I can't begin to make sense of your scenario.
I'm sorry, let me be more explicit. You wrote that forcing a defendant to disclose the contents of his mind was unconstitutional, but forcing a defendant to disclose the contents of his mind and running it through an automated process was OK. According to what you wrote, you think a court cannot order a defendant to "tell us where you hid the body" because it comes solely from his mind, but a court
could order the defendant to do this
"Go through this PDF file of a dictionary, picking out the sentences word-by-word that tell us where you hid the body. Type the page number and number of the word on that page in to this program. When you are done, the program will automatically produce the sentences telling us how to find the body."
You claim this is acceptable because the result it isn't produced solely from information in the defendant's mind.
In practice, don't you just order them to produce the documents you want? The physical thing, I mean. So, for example, if the judge ordered I produce "all documents I have related my association with the KKK" and I gave him a bunch of shredded papers, I don't suppose the judge would have any difficulty seeing through my ruse and finding me guilty of interfering with an investigation (or worse).
You're missing the point. The files were not encrypted after the seizure order, but well before. It's not a ruse. It's as if the judge ordered that you "all documents I have related my association with the KKK" and you say "I take the 5th, I will not say whether or not I had any association with the KKK. I shredded all my documents weeks before this investigation started. I've given you all the output from my shredder."

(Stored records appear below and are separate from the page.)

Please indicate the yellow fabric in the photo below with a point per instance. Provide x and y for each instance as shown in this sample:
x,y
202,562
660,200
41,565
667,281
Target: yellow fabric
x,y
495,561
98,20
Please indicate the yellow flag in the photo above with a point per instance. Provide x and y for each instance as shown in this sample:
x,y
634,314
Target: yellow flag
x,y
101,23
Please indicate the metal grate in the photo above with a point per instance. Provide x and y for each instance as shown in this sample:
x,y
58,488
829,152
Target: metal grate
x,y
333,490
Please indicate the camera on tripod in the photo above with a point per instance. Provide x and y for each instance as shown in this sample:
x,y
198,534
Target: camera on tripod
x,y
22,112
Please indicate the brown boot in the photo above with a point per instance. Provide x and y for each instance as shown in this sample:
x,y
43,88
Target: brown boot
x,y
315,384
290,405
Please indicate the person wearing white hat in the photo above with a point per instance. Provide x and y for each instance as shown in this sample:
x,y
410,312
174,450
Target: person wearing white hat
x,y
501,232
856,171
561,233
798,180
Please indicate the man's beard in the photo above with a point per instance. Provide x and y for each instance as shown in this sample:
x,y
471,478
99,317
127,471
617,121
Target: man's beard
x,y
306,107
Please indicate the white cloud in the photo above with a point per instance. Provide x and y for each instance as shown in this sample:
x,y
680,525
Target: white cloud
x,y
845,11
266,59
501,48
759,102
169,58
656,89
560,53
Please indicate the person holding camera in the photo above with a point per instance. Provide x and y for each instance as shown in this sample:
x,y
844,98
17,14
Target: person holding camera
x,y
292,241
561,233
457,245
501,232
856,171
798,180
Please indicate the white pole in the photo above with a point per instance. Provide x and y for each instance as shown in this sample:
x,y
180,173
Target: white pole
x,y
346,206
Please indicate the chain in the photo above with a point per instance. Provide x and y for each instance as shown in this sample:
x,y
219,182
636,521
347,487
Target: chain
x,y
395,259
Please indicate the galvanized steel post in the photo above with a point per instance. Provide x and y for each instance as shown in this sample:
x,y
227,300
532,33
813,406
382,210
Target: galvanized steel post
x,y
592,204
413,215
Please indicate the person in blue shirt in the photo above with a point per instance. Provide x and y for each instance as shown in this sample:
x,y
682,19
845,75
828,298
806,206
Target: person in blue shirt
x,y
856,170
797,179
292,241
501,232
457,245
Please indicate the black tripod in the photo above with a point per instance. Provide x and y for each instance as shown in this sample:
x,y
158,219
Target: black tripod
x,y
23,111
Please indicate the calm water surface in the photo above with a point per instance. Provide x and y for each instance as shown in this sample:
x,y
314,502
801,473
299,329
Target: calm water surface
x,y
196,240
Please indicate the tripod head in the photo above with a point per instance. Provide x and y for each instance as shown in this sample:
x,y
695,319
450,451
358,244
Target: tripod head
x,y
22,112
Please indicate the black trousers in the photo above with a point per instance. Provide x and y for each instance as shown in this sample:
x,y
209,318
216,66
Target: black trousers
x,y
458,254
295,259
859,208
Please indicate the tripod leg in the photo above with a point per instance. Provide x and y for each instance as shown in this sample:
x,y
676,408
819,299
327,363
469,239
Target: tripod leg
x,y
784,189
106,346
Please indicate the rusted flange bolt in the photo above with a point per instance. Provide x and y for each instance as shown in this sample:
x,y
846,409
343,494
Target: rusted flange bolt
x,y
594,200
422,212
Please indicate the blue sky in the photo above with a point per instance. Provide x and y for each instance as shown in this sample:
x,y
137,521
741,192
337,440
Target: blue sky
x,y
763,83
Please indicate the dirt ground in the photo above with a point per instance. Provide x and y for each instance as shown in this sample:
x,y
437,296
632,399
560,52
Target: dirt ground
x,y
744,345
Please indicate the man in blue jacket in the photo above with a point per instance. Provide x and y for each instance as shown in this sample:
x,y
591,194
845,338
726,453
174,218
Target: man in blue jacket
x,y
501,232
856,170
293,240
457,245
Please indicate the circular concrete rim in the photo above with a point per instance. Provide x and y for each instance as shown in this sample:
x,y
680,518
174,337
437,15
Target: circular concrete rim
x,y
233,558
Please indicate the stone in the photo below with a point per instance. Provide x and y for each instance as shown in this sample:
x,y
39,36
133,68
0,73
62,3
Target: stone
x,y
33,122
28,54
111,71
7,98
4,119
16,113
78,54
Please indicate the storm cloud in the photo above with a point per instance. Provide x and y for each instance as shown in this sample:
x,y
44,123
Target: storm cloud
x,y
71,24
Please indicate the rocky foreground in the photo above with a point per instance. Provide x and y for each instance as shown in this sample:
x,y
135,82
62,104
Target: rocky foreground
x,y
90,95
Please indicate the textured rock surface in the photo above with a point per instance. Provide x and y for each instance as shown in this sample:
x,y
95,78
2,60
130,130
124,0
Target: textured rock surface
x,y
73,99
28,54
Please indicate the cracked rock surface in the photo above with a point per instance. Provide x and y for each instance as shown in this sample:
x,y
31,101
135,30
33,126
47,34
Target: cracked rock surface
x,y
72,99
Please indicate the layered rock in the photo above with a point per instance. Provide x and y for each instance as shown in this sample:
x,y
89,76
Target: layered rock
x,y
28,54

If it were within my power to reconstruct those shredded papers, wouldn't the obligation be on me to do so?
How is that different from "If it were within my power to take the police to the body, wouldn't the obligation be on me to do so?"
Remember, in the U.S. justice system, a defendant does not have to prove his innocence.
Again, in this I am discussing a "fishing expedition" by the government, not one where they already have evidence that a crime been committed and more evidence is stored in the encrypted data. In a "fishing expedition" the government has no evidence that you committed the crime, but are hoping that there's evidence in the encrypted data.